En 1924, Plutarco Elías Calles es elegido presidente y una vez más la censura se instala como política gubernamental. El caricaturista Juan Arthenack logra deslizar su crítica en Tu-Tan-Kamen (1924) al igual que José Clemente Orozco en El Machete (1924-1938). Problemas de carácter socio-político desencadenan la guerra cristera y el rompimiento del Estado con la Iglesia. La lucha por la sucesión presidencial alcanza su máxima crudeza con el asesinato de Álvaro Obregón, candidato electo para el periodo 1928-1932.

Plutarco Elías Calles funda el Partido Nacional Revolucionario para asegurar su influencia y la transmisión pacífica del poder. Sucesivamente desfilan por la presidencia Emilio Portes Gil, Pascual Ortíz Rubio y Abelardo Rodríguez; a este periodo se le conoce como Maximato. El fortalecimiento de las instituciones y de los diarios de circulación nacional influyen en la vida política del país. Periódicos como La Prensa, El Nacional, El Universal y Excélsior, ubican a los caricaturistas en las páginas editoriales. De esta forma, nace el llamado Cartón Editorial. Destacan los caricaturistas Andrés Audiffred, Ángel Zamarripa "Fa-cha" y "El Chango" García Cabral, quien junto a Manuel Horta dirige Fantoche "el semanario loco" (1929-1930) que además de El Turco (1931) son las pocas publicaciones satíricas en el Maximato. Por El Fantoche desfilan las plumillas de Guerrero Edwards, Era, Cadena M, Inclán y "El Chamaco" Miguel Covarrubias.

Los moneros
1934-1965
El gobierno de Lázaro Cárdenas (1934-1940), inaugura el plan Sexenal estructurado por el Partido Nacional Revolucionario. Su política a favor del pueblo lo dota de un fuerte respaldo del sector popular que le permite la nacionalización petrolera y ferroviaria. Cárdenas apoya tanto al obrero (se fundó la CTM, con Vicente Lombardo T., en la Secretaría General), como al campesino (nació la CNC). Tolera la crítica de los caricaturitas De Mora, López Ramos y Reyes en El Tornillo (1938-?). Otorga asilo a los caricaturistas españoles Ernesto Guasp, Ras, Bartoli, Rivero Gil y Ángel Rueda. Crea la Productora e Importadora de Papel, S. A., (PIPSA), la cual le permite al gobierno de Ávila Camacho (1940-1946) controlar los medios impresos. Producto de ese control, el humor blanco se instala en los periódicos y revistas. Don Timorato (1944-1948) destaca gracias a sus colaboradores: Arias Bernal, Rafael Freyre, Audriffred, Alfredo Valdés “Kascabel”, Mier Bismarck, Abel Quezada, Huici, Jorge Carreño, Alberto Isaac y Leonardo Vadillo.

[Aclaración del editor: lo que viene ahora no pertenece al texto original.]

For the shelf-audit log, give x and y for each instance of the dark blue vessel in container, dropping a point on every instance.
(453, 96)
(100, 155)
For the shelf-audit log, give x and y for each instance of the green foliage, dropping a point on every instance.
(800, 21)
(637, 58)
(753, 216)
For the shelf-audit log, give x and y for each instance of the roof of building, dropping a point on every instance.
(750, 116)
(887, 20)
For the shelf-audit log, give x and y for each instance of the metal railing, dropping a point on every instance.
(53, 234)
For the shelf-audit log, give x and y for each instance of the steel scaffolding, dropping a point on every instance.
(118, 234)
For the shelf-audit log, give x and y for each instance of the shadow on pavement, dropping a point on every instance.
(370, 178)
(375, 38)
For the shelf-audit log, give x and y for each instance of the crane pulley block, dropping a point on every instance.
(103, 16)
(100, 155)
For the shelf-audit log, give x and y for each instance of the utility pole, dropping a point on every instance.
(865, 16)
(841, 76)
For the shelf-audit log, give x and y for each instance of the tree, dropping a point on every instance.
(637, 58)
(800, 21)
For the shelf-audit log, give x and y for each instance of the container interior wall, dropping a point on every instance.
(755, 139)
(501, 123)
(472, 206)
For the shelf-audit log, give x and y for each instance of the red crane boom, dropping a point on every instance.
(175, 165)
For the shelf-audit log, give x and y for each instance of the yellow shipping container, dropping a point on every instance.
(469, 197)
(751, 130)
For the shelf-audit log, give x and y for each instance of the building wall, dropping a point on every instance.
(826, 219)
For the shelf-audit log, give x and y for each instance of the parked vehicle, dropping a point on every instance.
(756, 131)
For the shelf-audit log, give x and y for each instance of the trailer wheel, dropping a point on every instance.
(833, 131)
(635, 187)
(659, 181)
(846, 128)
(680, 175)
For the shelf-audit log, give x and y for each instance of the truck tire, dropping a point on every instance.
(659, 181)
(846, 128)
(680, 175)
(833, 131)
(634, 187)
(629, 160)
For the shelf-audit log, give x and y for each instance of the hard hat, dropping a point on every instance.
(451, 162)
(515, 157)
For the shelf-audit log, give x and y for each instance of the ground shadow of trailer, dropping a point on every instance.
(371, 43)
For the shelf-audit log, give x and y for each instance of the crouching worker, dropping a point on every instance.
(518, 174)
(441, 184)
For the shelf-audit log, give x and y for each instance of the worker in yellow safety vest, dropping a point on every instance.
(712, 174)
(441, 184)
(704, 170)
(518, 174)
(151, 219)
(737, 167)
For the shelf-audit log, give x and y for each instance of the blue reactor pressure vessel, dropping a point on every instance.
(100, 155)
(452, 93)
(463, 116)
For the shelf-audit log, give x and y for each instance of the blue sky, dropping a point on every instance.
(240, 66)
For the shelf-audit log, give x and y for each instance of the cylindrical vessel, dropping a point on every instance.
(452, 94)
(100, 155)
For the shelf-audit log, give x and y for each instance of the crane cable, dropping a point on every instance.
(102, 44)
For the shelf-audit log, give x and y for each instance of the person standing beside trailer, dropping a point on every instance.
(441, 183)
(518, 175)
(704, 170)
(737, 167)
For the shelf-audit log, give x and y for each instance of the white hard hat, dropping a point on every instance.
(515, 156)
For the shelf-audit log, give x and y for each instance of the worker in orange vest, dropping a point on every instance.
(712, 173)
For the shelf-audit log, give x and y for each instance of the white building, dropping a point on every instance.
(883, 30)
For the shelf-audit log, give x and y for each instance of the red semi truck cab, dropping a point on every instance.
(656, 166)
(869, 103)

Los subsecuentes gobiernos: Miguel Alemán (1946-1952); Adolfo Ruíz Cortines (1952-1958); Adolfo López Mateos (1958-1964) y Gustavo Díaz Ordaz (1964-1970) estructuran un México basado en el nacionalismo, el crecimiento económico, el desarrollo del mercado interno, la industrialización y la estabilidad política.

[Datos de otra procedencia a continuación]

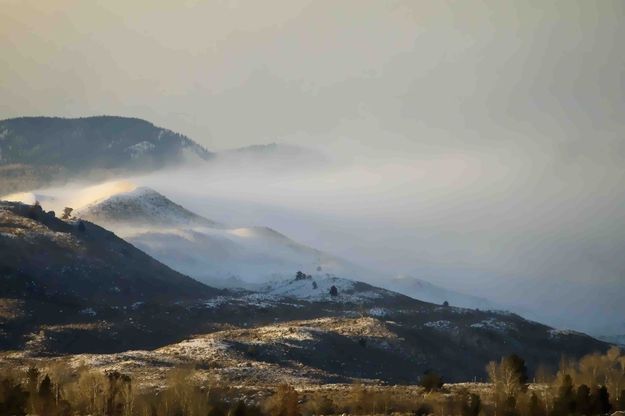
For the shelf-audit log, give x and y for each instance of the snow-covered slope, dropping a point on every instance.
(426, 291)
(141, 206)
(317, 288)
(204, 249)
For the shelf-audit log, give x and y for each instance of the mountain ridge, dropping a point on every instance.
(37, 151)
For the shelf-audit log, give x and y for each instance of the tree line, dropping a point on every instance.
(593, 385)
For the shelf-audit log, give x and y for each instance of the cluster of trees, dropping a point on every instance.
(61, 391)
(594, 385)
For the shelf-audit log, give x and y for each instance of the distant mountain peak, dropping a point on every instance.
(36, 151)
(142, 205)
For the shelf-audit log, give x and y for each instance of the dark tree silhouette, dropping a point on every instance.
(600, 401)
(431, 381)
(472, 405)
(67, 213)
(518, 367)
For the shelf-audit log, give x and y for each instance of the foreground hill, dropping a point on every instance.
(55, 275)
(37, 150)
(68, 288)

Acorde con esa modernización las plumillas de Rius, Beltrán, David Carrillo, Eduardo “El Nene” Gómez, Jesús Castruita “Castrux”, Juan Ramírez, Héctor Valdés, Salazar Berber, Sergio Aragonés, W. Martínez, Carlos Dzib, Helioflores, Heras, AB, Naranjo, Vic, Matz, Rruizte, Rossas, Vázquez Lira, Iracheta, Magú, Marino, Borja y Ram, entre otros, publican su crítica en Ja-já (1954), Ahí va el golpe (1955), Los Supermachos (1962), El Apretado (1951-1953), La Gallina (1959), El Mitote Ilustrado (1965-1968, suplemento de Sucesos), El Universal (1916), El Sol de México (1965) y El Heraldo de México (1965).